San Francisco — Intel Corp. will make a play for market leadership over Advanced Micro Devices Inc. in the emerging world of mainstream multicore processors at the Intel Developer Forum here this week. But the deeper, systems-level implications of a rising tide of multicore CPUs are the unfinished story of tomorrow's computers.

With the advent of multicore processors, servers are increasingly becoming nodes that support multiple operating systems in network clusters. That is driving two new requirements: the need for virtualization — sharing resources across networks and operating systems — and the need to ease I/O bottlenecks.

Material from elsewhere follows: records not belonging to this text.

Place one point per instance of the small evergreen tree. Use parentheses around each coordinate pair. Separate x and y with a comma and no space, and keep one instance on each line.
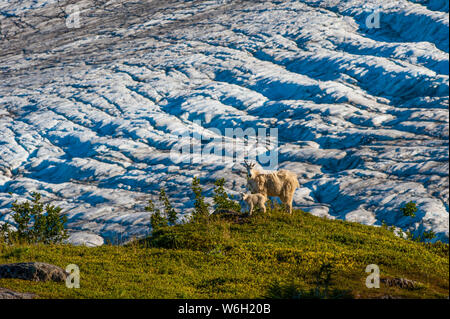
(36,223)
(156,219)
(409,209)
(201,211)
(221,198)
(169,211)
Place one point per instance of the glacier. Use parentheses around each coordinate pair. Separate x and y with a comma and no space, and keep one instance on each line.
(89,114)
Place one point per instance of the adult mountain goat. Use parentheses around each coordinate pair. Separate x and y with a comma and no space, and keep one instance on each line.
(281,184)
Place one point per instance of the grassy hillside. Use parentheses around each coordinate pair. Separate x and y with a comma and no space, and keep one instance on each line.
(276,256)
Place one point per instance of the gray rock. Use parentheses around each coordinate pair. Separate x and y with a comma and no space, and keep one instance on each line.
(9,294)
(35,271)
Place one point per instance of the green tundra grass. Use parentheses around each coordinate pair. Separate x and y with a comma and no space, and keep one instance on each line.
(270,256)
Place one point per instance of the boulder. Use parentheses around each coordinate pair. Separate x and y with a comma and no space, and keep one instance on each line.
(35,271)
(9,294)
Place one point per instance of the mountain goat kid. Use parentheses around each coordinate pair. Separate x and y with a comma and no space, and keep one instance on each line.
(252,200)
(281,184)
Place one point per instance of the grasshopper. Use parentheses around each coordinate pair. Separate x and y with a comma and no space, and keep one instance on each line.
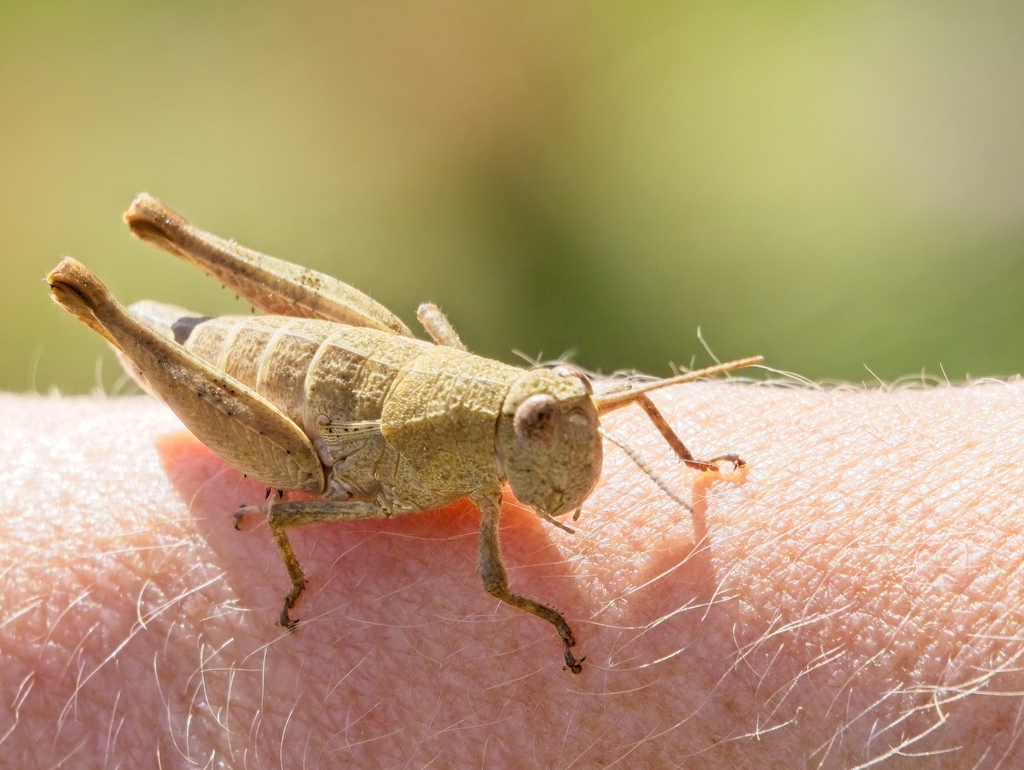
(330,394)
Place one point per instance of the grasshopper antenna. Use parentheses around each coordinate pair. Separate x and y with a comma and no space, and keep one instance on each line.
(632,391)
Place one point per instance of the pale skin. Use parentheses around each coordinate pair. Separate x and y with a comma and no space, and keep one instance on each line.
(329,397)
(855,595)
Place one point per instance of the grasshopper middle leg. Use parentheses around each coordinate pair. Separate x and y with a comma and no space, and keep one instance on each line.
(280,516)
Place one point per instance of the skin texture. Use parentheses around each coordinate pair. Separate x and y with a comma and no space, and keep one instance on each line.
(854,597)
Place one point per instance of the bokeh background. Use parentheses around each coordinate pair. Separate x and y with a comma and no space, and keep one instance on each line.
(839,185)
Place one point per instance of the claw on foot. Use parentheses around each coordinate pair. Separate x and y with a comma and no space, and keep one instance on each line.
(570,661)
(242,512)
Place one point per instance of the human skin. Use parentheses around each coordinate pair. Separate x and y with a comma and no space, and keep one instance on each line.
(854,596)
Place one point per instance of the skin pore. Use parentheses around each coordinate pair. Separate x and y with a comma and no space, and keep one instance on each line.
(852,598)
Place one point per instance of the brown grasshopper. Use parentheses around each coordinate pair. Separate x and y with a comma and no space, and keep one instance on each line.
(330,394)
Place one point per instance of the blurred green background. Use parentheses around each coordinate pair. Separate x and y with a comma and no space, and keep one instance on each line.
(829,184)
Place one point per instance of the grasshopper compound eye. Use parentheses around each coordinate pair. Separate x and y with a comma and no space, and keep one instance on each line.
(538,422)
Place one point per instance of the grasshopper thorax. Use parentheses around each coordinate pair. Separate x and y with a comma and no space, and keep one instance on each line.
(548,439)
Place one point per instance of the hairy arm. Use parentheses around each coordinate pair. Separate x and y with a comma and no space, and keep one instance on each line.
(854,597)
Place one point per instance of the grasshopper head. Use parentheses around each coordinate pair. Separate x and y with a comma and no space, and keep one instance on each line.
(548,439)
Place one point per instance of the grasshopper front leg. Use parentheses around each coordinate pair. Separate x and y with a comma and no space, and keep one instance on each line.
(496,581)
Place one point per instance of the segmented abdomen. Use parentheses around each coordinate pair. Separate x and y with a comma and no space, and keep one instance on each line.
(308,369)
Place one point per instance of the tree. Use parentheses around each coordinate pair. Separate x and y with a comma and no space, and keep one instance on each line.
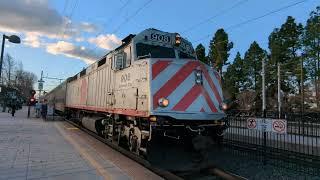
(234,77)
(284,45)
(201,53)
(219,50)
(253,63)
(311,49)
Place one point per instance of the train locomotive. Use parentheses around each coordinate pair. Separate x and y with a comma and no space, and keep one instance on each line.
(151,85)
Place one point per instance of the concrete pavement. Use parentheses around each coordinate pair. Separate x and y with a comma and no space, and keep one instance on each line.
(37,149)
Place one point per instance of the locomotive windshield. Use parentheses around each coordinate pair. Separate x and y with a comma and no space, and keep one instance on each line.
(153,51)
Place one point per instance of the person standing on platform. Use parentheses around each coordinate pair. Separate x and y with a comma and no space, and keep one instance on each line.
(13,110)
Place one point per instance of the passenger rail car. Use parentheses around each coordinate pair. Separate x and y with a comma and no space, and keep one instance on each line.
(151,84)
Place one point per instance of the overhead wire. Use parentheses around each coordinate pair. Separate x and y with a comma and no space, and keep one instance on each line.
(127,19)
(214,16)
(232,27)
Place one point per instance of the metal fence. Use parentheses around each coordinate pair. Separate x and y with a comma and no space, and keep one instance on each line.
(300,144)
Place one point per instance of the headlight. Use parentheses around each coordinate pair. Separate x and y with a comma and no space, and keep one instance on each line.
(163,102)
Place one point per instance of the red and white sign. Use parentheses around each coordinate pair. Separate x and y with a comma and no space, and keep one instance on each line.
(279,126)
(267,125)
(251,123)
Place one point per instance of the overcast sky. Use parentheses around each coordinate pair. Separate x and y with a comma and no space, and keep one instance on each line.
(61,37)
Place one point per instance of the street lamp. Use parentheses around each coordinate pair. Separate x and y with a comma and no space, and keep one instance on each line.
(14,39)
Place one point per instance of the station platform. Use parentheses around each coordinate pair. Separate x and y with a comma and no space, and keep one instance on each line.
(31,148)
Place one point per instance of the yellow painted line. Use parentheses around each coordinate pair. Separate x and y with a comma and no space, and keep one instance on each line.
(84,153)
(72,128)
(69,127)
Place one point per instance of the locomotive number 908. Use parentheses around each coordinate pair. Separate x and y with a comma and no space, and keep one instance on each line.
(159,37)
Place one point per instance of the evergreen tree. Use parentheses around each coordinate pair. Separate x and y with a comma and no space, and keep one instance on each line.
(311,42)
(234,77)
(219,50)
(201,53)
(253,63)
(284,45)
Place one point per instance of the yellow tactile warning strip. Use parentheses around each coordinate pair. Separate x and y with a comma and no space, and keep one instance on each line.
(100,169)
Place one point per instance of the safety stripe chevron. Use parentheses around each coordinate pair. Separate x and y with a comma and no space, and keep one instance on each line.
(174,81)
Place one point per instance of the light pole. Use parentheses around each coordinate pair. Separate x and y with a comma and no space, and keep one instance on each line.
(13,39)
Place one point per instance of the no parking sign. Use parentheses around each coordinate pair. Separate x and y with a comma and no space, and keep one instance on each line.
(267,125)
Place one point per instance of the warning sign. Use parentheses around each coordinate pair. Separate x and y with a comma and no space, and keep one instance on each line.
(267,125)
(251,123)
(279,126)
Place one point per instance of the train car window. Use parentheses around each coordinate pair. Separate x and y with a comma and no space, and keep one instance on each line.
(127,56)
(102,62)
(119,61)
(152,51)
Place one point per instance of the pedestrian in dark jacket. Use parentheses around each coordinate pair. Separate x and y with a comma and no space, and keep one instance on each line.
(13,110)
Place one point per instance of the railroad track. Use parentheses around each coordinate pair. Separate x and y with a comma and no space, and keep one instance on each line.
(166,174)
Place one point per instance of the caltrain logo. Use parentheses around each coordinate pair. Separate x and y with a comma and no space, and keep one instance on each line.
(176,80)
(125,77)
(83,91)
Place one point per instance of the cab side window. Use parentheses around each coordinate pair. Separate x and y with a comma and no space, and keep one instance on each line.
(122,59)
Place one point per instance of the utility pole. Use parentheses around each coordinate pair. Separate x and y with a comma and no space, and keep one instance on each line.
(279,92)
(40,84)
(263,74)
(302,86)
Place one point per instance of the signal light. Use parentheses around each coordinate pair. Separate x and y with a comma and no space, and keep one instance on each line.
(32,92)
(177,39)
(32,101)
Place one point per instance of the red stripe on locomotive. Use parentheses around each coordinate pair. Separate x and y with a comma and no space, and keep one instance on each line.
(188,98)
(158,67)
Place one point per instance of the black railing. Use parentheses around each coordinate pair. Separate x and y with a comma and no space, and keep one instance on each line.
(300,144)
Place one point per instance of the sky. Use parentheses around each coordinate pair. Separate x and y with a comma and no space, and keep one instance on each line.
(61,37)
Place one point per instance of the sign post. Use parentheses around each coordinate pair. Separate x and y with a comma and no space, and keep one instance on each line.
(278,126)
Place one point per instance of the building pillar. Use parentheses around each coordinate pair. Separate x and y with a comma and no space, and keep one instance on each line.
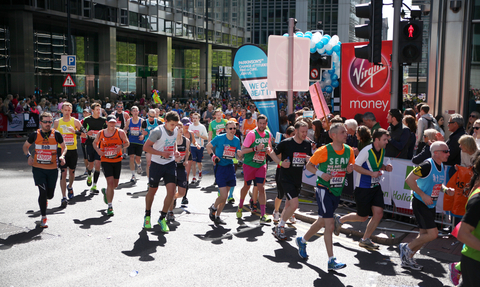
(164,52)
(21,52)
(205,76)
(107,58)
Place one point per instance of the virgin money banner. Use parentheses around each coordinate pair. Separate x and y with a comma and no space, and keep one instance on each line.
(365,87)
(395,189)
(250,64)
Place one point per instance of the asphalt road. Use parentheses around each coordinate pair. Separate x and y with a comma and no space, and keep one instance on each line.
(84,247)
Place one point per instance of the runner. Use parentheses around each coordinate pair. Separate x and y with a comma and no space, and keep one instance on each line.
(109,144)
(183,146)
(256,146)
(69,127)
(44,161)
(200,133)
(135,137)
(368,191)
(93,124)
(426,180)
(226,146)
(216,126)
(335,160)
(163,147)
(298,150)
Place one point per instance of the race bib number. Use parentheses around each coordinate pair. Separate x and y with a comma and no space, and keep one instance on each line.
(110,152)
(68,139)
(44,156)
(135,131)
(299,159)
(229,152)
(436,191)
(338,177)
(259,157)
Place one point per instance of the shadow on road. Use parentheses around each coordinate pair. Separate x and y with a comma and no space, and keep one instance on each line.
(143,247)
(20,238)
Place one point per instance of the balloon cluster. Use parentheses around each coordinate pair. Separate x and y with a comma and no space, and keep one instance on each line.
(325,45)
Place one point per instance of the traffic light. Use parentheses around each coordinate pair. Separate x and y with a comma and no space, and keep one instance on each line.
(371,31)
(410,43)
(317,63)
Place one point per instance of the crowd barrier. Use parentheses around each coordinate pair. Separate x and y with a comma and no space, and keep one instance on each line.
(397,195)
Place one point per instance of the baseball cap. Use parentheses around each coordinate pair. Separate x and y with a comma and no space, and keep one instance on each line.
(186,121)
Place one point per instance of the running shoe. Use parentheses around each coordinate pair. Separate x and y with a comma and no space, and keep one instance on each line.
(454,274)
(170,216)
(70,192)
(302,248)
(368,244)
(239,212)
(219,221)
(411,264)
(64,202)
(276,216)
(163,225)
(293,220)
(147,223)
(211,213)
(104,191)
(334,265)
(265,219)
(280,232)
(337,224)
(43,223)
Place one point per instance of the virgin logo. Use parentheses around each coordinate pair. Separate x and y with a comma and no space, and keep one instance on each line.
(368,78)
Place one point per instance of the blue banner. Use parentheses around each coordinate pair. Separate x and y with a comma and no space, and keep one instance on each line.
(250,64)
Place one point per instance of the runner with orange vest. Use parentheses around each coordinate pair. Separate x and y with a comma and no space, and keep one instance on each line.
(109,144)
(44,161)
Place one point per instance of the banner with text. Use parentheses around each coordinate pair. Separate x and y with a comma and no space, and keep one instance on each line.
(250,64)
(366,87)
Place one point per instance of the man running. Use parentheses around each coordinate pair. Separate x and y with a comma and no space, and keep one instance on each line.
(68,127)
(200,133)
(135,136)
(93,124)
(226,146)
(298,150)
(256,146)
(44,161)
(163,147)
(368,192)
(216,126)
(426,181)
(335,160)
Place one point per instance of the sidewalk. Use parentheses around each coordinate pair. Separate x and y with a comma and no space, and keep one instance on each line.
(388,232)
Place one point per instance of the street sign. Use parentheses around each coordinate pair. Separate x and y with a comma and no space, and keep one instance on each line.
(278,63)
(69,64)
(69,82)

Attacking the latter problem, Intel will announce an approach to accelerating Gigabit Ethernet traffic within a server that could marginalize the efforts of a broad group of chip makers that have been working on enhanced Ethernet products. Separately, the PCI Special Interest Group has quietly kicked off a working group to set standards for virtualization of hardware resources.

Intel will roll out its I/O Acceleration Technology starting in 2006 with modified Xeon processors, chip sets and Gbit Ethernet motherboard chips. The company promises a 30 percent reduction in the time it takes to deliver data that comes into a networked server.

The technology essentially pipelines the processing of network data packets on a CPU while waiting for system I/O memory copies without inserting any new data headers in the TCP/IP traffic. That's an alternative to the remote direct-memory-access technique being developed by a broad group of server and Ethernet chip makers under the RDMA Consortium.

"RDMA requires modifying the software. We don't use RDMA, so we don't have to change applications," said Stephen Chenoweth, a marketing manager in Intel's digital enterprise group. The approach targets all Web- and midtier-server computing work, leaving only a 10 percent niche, in database and backup applications, for the enhanced Ethernet techniques in the works from RDMA Consortium members and others developing chips using TCP offload engines.

Uri Elzur, director of advanced technology for Broadcom Corp.'s enterprise computing group, said the Intel approach is expensive and wasteful. Intel will dedicate a core in a multicore Xeon to network processing, he said, but the approach will not be able to keep up with the volume of TCP acknowledgements.

Broadcom has demonstrated Gigabit Ethernet with TOE and RDMA that delivers more than 10 times the 30 percent performance increase Intel is claiming, while using less than 10 percent of the capacity of the host CPU. But Elzur would not say when Broadcom plans to deliver 10-Gbit Ethernet products.

Many network efforts aim to enable virtualization, or the sharing of a computing function across a network of servers and operating systems. "Easing the I/O bottleneck will help people stay on the path to virtualization," said Intel's Chenoweth.

Virtualization is considered so key that 19 companies helped kick off an effort to set standards for resource sharing over PCI in January.

The rise of multicore processors is providing the impetus for the virtualization work, said Renato Recio, a senior I/O technologist at IBM who co-chairs the new PCI SIG working group.

Intel claims to have more than 10 multicore designs now in the works. Intel has said it will ship two multicore desktop processors by June, including a dual-core version of its Pentium Extreme Edition for PC gamers.

Intel is playing catch-up with AMD, which announced in 1999 that it had designed its Opteron and Athlon CPUs with dual-core designs in mind. AMD plans a midyear launch for three versions of dual-core Opteron chips.